Постояв на крыльце, Сет опять спускается по ступенькам, движимый внезапным импульсом совершить обход своих владений. На клумбе, расположенной на южной стороне у маленьких подвальных окон, начинают всходить нарциссы. Эта клумба в детстве напоминала ему его собственный рот с редкими зубами. Март на Среднем Западе — время волшебных превращений. На расстоянии деревья кажутся совершенно голыми, но вблизи видно, что ветки уже покрылись набухшими почками. Если теплая погода простоит еще денек-другой, эти почки взорвутся зеленью, и воздух наполнится свежестью.
Зайдя за угол, Сет видит Люси, которая сидит на верхней ступеньке обшарпанного заднего крыльца, поддернув юбку повыше и задрав голову с закрытыми глазами к небу. Она похожа на юную девушку, которая ждет поцелуя.
— Жительница Сиэтла, онемевшая при виде солнца, — беззлобно острит Сет.
Открыв глаза, она безмолвно улыбается и поднимает правую руку, в которой зажата сигарета. После гибели Исаака она усвоила эту дурную привычку, однако покуривала тайком от Сета. Он ничего не подозревал, пока у Люси не появились одышка и хрипы. Это стало бросаться в глаза, когда они возвращались домой после вечерних пробежек. Пойманная с поличным, Люси конфузится и тщательно тушит сигарету каблуком. Затем поднимает бычок и прячет в ладонь, чтобы потом выкинуть куда-нибудь. Сет тоже садится на крыльцо, но ступенькой ниже. Они говорят о том, какой чудесный выдался нынче денек и что чистое голубое небо обещает неплохую погоду на завтра.
— Я так и не сказала тебе, Сет, каким замечательным и проникновенным было твое надгробное слово. Ты говорил от души.
— Да. Слова. Фундаментальное средство общения между людьми. Они незаменимы. А что затем? Меня волновала реакция Сары. Я боялся, как бы она не подумала, что я совершаю профанацию, оскорбляя ее священную память о деде.
— Сара уже разбирается в таких вещах.
— В такой же степени, как и я.
— Тебя действительно устраивают ее планы? — спрашивает Люси.
— Меня нисколько не удивит, если она их изменит.
Вчера вечером Сара, которая часто говорила о намерении поступать в аспирантуру и даже грезила о сане раввина, сказала им, что вместе со своим другом Филом записалась в Американский корпус для участия в программе подготовки учителей для школ в негритянских гетто.

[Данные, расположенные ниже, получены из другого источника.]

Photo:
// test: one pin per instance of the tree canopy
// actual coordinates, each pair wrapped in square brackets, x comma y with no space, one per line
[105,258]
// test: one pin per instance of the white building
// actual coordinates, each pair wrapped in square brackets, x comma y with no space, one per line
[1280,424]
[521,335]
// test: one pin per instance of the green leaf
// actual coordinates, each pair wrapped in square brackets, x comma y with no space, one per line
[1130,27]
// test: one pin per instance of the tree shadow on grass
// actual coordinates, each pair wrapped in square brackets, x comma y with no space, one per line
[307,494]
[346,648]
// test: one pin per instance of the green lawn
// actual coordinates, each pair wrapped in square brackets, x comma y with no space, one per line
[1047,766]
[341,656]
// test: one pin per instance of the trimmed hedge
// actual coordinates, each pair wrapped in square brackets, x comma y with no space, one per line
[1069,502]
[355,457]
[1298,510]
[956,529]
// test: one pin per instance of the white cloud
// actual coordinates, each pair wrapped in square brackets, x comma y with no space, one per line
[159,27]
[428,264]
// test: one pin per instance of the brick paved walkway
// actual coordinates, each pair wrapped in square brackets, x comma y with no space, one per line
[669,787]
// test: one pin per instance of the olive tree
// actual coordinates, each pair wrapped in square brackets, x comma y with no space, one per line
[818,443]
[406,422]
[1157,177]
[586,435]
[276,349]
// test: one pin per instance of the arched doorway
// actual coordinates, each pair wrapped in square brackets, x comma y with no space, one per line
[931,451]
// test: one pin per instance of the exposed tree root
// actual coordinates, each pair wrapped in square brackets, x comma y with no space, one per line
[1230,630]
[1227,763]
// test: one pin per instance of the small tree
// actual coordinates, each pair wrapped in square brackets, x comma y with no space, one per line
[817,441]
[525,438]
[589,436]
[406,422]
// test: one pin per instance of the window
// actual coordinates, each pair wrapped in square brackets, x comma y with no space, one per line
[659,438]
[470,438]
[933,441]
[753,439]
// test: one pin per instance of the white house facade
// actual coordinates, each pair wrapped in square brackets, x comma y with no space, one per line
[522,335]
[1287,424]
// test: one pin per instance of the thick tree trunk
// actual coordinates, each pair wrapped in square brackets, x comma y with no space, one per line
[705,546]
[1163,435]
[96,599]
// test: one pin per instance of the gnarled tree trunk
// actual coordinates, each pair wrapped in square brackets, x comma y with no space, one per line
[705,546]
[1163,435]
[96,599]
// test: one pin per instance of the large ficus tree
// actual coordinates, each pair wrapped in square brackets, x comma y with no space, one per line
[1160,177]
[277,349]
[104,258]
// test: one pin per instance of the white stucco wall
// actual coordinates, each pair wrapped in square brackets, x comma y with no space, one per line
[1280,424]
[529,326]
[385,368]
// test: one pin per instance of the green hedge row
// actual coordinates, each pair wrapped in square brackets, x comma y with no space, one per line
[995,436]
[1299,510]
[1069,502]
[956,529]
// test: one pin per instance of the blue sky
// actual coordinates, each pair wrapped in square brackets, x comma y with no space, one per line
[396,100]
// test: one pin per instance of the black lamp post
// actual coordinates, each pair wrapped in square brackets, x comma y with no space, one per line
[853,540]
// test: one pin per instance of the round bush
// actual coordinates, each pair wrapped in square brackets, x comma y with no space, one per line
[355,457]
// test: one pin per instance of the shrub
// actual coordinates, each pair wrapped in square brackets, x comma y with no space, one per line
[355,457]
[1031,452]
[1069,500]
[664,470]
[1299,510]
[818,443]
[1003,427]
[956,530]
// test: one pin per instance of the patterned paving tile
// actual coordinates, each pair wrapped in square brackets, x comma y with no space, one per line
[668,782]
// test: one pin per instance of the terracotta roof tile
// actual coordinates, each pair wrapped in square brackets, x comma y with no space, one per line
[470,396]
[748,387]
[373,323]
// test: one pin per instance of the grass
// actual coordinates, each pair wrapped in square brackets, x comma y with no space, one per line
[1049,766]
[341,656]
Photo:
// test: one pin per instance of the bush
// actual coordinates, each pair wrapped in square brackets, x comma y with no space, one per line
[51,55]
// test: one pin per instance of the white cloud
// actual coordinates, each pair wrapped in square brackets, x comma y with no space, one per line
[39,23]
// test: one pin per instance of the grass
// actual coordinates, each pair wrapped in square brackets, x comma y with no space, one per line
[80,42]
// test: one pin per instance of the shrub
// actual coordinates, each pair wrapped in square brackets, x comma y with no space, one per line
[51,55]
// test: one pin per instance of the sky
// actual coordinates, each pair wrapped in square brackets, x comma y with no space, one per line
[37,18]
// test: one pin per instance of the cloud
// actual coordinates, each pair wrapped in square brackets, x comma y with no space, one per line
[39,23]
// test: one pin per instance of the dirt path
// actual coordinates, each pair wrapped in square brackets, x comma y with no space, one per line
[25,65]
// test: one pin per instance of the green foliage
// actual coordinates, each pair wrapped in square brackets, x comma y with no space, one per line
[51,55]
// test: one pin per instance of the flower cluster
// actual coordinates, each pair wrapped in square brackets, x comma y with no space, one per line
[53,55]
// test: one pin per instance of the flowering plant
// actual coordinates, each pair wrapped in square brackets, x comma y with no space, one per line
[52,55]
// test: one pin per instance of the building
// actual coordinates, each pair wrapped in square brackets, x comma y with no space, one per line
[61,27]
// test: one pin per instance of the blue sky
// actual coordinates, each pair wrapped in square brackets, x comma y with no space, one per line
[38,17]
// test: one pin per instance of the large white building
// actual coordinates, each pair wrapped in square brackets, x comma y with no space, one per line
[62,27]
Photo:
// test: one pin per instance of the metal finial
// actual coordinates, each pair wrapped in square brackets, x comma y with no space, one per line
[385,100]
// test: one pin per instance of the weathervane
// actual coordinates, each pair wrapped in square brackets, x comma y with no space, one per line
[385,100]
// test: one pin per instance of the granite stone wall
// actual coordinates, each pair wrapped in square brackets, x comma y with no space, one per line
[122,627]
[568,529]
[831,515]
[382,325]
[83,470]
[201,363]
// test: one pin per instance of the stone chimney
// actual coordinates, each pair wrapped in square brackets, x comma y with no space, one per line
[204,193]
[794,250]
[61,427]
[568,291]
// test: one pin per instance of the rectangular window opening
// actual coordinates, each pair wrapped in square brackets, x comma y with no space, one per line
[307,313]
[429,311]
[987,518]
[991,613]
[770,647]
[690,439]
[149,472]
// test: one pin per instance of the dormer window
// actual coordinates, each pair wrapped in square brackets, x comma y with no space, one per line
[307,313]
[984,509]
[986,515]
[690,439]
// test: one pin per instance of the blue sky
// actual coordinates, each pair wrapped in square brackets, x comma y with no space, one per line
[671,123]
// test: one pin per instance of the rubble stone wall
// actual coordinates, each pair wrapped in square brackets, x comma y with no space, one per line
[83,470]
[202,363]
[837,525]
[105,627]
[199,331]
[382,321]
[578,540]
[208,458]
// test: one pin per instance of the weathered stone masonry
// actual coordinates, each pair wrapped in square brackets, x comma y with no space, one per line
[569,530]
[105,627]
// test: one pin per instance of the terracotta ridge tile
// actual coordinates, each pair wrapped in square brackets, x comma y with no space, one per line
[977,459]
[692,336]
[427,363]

После обучения они либо останутся здесь, либо их направят в какой-нибудь другой город на Среднем Западе.
— По-моему, это здорово. Я горжусь ею. Тем, что она именно такой человек. Я никогда не ожидал, что она станет журналисткой.
— Но тебе ведь хотелось, чтобы она стала профессором, преподавала в университете. Одно время ты носился с этой идеей.
— Я всегда любил интеллектуалов. Они казались мне такими далекими, не от мира сего.
Он вспоминает о Сонни, какой она была двадцать пять лет назад, и о том, как он попал в тенета философии, в которой почти ничего не смыслил.
— Твой отец был профессором, — говорит Люси.
Да, вот такая она, Люси. Всегда умеет ударить по больному месту. И как только он не замечал этого раньше? Сет встает, намереваясь продолжить осмотр заднего двора. Он предлагает Люси руку, и она принимает ее для совместной неторопливой прогулки. Этого у них не отнять. Они нравятся друг другу. И даже несмотря на то, что их жизнь в течение последних двух лет была невыносимой, Люси остается для Сета самым милым человеческим существом из всех известных ему.
Когда Сара училась в школе, Сет не переставал удивляться и восхищаться Люси. Она просматривала все тетради, не отставала от дочери, не выяснив досконально, что конкретно делали на уроке и какие вопросы задавал учитель. Она знала наизусть обеденное меню, имена всех друзей и какое влияние родители оказывают на дочь, даже если нога этого ребенка никогда не ступала в их дом. Она помнила каждую ноту для трубы или балетное па. В шесть часов утра Люси была уже на ногах и принималась гладить и штопать одежду для всей семьи. Она всегда знала, что Сара и Исаак захотят надеть сегодня, вплоть до трусиков и маек. Жизни ее детей стали ее жизнью: все трое сплелись в неразрывную ткань. Люси настолько понимала их, переживала, ставя себя на их место, что другие женщины часто робели перед ней, чувствуя ее неоспоримое превосходство как матери.